The desserts of yesteryear were not nearly so monstrous. Even if you’re not a fan of Oreos, which have been around since 1912, they’re illustrative. A single Oreo cookie — the regular kind, not “double stuff” or “mega stuff” — has only one teaspoon of sugar. You should think of two or three Oreos, or a different dessert of similar size, as a normal dessert. Anything larger is a big splurge, the sort of indulgence to reserve for special occasions.
2. Habits. I’ve gone through periods when I ate a bowl of ice cream every night. It’s not a great idea.
If you want to keep your sugar consumption under control, you can help yourself by getting out of the habit of having a full artificially sweetened dessert every night. There are other end-of-day rituals that can help you fill the void, like a cup of tea or...
3. Fruit. Fruit is really a miracle food. It’s sweet, delicious and full of nutrients and fiber. Yes, it’s possible to eat so much fruit that you end up getting too much sugar in your diet. But very few people have this problem. For people who want a sweet every day, fruit is the way to go.

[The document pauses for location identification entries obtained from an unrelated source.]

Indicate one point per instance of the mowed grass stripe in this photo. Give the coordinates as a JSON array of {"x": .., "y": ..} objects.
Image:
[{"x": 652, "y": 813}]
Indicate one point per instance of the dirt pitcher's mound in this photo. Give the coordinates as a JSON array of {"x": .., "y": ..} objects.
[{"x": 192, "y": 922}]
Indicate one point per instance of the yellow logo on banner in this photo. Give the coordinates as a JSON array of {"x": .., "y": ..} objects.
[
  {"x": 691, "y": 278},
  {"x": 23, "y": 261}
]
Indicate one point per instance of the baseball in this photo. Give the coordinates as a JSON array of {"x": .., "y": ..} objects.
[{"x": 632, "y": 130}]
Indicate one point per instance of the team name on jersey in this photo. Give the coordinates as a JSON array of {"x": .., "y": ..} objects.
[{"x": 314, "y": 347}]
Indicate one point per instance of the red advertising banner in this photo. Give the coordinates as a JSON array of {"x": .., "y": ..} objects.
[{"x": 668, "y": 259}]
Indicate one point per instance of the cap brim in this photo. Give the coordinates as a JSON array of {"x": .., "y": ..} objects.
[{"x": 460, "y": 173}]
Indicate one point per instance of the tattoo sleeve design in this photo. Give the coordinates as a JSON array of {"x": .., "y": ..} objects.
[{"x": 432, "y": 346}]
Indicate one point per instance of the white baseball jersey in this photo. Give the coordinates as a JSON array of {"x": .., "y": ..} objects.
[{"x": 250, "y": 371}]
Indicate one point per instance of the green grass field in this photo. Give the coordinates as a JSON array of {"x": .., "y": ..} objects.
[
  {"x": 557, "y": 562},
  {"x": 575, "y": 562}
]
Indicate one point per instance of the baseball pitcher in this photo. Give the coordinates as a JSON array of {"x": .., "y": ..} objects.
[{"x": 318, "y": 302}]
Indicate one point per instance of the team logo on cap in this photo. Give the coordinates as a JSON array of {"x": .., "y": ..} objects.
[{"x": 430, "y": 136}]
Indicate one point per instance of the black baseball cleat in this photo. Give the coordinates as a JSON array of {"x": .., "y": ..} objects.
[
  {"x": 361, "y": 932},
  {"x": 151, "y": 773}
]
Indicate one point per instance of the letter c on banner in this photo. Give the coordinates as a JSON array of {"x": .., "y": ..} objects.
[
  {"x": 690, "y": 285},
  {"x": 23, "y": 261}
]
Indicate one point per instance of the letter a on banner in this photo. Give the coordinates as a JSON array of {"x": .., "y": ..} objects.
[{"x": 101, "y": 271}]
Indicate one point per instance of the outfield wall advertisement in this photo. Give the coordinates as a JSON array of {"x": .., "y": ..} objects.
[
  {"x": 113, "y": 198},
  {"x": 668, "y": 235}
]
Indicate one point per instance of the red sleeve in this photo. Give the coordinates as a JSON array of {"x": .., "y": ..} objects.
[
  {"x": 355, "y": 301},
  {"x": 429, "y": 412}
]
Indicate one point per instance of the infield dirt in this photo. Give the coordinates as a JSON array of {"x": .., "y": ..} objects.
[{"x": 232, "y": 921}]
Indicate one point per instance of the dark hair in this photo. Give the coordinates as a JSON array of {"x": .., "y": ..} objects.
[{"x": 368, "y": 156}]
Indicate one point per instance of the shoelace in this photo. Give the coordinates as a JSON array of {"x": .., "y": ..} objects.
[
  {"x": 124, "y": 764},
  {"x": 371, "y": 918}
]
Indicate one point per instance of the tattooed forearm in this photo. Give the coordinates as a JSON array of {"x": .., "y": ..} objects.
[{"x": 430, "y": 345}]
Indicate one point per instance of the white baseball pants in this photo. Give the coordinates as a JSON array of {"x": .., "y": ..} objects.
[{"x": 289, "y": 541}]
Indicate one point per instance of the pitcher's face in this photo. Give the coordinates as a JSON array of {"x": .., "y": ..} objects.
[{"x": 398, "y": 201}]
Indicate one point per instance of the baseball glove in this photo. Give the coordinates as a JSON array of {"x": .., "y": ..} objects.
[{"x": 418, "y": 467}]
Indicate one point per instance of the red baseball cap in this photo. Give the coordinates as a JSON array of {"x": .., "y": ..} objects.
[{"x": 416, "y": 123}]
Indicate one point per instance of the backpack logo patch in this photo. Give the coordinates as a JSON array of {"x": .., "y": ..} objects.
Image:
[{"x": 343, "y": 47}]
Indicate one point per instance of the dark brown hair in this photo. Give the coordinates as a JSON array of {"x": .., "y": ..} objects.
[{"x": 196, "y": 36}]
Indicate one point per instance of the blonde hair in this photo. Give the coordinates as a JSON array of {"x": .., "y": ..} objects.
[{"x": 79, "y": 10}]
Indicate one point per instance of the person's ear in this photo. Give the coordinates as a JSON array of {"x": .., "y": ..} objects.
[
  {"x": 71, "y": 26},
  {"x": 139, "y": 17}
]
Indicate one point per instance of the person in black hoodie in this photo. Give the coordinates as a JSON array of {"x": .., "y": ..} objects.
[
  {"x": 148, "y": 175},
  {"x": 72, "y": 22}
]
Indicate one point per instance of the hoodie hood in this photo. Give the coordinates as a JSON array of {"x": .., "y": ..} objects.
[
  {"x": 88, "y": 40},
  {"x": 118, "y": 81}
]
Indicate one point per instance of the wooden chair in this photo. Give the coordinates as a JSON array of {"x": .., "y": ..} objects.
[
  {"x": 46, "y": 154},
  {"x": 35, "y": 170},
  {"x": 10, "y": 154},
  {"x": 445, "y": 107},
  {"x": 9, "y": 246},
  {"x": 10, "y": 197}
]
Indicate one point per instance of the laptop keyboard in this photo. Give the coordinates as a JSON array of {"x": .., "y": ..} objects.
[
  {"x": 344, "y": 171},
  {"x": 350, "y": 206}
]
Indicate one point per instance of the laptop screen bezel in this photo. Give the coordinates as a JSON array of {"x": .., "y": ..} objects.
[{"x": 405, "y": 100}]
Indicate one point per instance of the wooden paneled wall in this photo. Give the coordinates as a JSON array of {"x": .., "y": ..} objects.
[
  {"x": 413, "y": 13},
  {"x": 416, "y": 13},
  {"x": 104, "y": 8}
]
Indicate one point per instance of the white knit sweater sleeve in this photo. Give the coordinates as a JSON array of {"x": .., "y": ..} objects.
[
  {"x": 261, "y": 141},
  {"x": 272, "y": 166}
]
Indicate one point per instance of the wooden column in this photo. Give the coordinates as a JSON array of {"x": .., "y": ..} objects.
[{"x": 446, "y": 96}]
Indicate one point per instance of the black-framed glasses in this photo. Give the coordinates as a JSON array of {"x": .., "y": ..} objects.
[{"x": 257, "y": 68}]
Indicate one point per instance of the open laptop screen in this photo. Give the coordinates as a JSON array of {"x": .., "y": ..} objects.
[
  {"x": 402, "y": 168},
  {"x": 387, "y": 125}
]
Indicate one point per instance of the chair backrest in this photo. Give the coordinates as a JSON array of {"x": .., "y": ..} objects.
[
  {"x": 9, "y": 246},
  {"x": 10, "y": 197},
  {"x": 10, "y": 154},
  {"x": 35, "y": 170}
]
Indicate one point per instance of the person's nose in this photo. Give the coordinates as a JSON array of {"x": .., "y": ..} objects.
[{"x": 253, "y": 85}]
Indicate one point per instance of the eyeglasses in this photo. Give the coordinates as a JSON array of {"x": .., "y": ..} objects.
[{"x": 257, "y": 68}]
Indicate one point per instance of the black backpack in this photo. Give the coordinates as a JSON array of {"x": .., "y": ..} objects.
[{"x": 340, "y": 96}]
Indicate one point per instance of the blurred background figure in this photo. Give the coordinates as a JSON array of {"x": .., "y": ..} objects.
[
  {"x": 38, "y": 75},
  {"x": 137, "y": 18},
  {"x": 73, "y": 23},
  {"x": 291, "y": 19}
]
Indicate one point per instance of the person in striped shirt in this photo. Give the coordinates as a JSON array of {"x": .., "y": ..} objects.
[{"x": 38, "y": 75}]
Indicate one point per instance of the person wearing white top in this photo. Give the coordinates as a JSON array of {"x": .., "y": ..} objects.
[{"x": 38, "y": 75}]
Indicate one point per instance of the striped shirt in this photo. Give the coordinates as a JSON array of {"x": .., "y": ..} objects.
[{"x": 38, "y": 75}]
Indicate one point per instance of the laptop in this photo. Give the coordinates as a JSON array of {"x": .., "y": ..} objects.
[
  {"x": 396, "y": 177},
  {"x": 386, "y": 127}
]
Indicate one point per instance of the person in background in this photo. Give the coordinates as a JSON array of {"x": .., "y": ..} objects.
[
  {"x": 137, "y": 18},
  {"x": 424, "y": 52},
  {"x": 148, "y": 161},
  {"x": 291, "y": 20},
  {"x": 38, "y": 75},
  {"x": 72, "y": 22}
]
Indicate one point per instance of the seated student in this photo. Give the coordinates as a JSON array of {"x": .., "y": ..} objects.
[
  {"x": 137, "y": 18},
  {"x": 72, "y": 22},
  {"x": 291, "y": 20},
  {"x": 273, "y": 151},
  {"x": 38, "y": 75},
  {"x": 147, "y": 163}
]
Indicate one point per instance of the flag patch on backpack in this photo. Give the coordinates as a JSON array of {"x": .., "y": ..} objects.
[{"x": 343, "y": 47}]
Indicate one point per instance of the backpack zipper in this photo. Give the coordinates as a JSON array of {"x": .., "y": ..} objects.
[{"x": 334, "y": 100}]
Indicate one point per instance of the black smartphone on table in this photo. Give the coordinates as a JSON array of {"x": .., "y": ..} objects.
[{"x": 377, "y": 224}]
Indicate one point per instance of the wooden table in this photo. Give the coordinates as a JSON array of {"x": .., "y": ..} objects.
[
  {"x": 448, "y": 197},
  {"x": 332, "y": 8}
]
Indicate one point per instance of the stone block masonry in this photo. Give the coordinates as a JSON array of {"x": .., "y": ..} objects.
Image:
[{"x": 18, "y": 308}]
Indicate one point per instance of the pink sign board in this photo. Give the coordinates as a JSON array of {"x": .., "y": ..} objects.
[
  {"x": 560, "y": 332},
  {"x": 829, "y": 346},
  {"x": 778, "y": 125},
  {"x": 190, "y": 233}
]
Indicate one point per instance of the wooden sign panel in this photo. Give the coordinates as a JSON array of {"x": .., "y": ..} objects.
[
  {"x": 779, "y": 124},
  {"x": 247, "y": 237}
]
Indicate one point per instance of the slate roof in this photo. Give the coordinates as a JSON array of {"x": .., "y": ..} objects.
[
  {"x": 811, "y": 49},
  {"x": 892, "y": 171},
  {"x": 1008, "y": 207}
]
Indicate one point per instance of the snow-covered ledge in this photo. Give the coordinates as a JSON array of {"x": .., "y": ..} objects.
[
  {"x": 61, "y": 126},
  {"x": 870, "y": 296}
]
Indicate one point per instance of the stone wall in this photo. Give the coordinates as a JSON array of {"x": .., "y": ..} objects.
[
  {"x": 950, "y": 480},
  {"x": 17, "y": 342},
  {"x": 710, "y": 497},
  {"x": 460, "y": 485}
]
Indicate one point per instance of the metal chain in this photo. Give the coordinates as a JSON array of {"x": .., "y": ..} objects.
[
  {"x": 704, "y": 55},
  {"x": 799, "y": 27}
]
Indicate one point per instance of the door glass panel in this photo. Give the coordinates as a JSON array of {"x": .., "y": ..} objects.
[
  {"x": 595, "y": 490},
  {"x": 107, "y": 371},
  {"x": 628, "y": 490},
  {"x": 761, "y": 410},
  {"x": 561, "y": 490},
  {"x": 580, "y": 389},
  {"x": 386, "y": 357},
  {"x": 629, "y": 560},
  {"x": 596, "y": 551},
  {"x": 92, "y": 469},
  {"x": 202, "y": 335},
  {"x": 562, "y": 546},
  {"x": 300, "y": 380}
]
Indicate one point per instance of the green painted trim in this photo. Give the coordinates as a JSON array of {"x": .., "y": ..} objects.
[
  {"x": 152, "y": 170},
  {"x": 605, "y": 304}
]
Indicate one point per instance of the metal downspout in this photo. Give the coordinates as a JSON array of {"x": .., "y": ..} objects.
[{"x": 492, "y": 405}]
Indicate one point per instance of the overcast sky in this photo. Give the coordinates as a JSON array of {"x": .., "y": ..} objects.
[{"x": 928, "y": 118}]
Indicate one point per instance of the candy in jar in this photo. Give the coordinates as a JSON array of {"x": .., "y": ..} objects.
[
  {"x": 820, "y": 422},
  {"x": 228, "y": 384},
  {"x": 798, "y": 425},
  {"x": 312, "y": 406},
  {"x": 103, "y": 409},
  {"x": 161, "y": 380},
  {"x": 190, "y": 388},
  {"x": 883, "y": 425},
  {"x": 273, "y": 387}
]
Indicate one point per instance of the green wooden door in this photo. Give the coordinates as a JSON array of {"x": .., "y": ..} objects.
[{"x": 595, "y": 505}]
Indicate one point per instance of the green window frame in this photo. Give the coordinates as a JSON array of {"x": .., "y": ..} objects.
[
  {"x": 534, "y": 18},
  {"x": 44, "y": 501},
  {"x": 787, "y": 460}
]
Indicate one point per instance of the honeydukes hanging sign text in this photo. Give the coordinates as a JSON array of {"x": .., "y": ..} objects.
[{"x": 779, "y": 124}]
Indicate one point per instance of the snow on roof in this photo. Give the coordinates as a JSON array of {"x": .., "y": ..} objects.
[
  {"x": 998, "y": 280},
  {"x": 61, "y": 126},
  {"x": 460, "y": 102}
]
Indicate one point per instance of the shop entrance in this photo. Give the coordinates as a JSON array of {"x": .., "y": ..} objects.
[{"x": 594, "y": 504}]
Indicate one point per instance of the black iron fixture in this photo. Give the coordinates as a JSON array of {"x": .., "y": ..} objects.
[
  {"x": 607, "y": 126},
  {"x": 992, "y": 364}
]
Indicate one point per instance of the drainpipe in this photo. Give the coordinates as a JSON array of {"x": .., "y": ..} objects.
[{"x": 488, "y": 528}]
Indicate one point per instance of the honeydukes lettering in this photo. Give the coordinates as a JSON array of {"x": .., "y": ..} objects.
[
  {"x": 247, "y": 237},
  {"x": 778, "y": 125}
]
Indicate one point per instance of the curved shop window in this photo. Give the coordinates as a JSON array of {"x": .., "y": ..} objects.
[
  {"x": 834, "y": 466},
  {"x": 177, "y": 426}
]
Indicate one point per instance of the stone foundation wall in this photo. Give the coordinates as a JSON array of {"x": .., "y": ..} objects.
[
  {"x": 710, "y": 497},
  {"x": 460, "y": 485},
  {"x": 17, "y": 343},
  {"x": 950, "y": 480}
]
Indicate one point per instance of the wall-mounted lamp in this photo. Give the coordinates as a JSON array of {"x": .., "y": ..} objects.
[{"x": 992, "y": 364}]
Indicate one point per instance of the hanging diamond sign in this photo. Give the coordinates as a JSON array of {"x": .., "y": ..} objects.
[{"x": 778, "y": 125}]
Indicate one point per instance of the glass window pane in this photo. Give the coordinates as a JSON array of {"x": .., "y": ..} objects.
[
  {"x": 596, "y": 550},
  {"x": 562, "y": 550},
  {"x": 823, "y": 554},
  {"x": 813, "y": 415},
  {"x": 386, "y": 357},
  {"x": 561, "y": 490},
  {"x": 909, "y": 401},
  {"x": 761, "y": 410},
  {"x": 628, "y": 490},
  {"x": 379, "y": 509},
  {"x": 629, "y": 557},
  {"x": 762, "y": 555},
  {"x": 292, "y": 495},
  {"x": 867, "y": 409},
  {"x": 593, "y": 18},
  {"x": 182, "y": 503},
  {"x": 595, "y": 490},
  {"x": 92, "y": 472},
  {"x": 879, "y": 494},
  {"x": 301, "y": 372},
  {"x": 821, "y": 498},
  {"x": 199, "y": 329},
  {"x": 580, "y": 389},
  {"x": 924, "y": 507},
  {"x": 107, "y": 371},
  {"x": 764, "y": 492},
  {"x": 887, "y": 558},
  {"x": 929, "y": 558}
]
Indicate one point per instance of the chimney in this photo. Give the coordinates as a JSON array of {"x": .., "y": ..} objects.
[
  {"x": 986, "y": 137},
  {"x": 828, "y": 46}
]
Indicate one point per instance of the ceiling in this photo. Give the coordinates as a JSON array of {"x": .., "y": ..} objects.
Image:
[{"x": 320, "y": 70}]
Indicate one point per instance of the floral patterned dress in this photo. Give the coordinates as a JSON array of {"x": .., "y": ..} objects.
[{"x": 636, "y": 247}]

Some tips on picking great fruits?
Eat it fresh.
Experiment with new fruits (like pomelos and papaya).
Eat it dried (again, Trader Joe’s excels here).
Eat it jarred or canned in the winter. (Just avoid all the fruit that comes with extra sweeteners.)
The beauty of fruit helps to underscore the overriding point about sugar. It’s normal to have some sugar in your diet. The problem is all of the processed sugar that has snuck into the modern diet. It’s so prevalent that you need a strategy for avoiding it. Once you come up with a strategy, eating a healthy amount of sugar isn’t nearly as hard as it sometimes seems.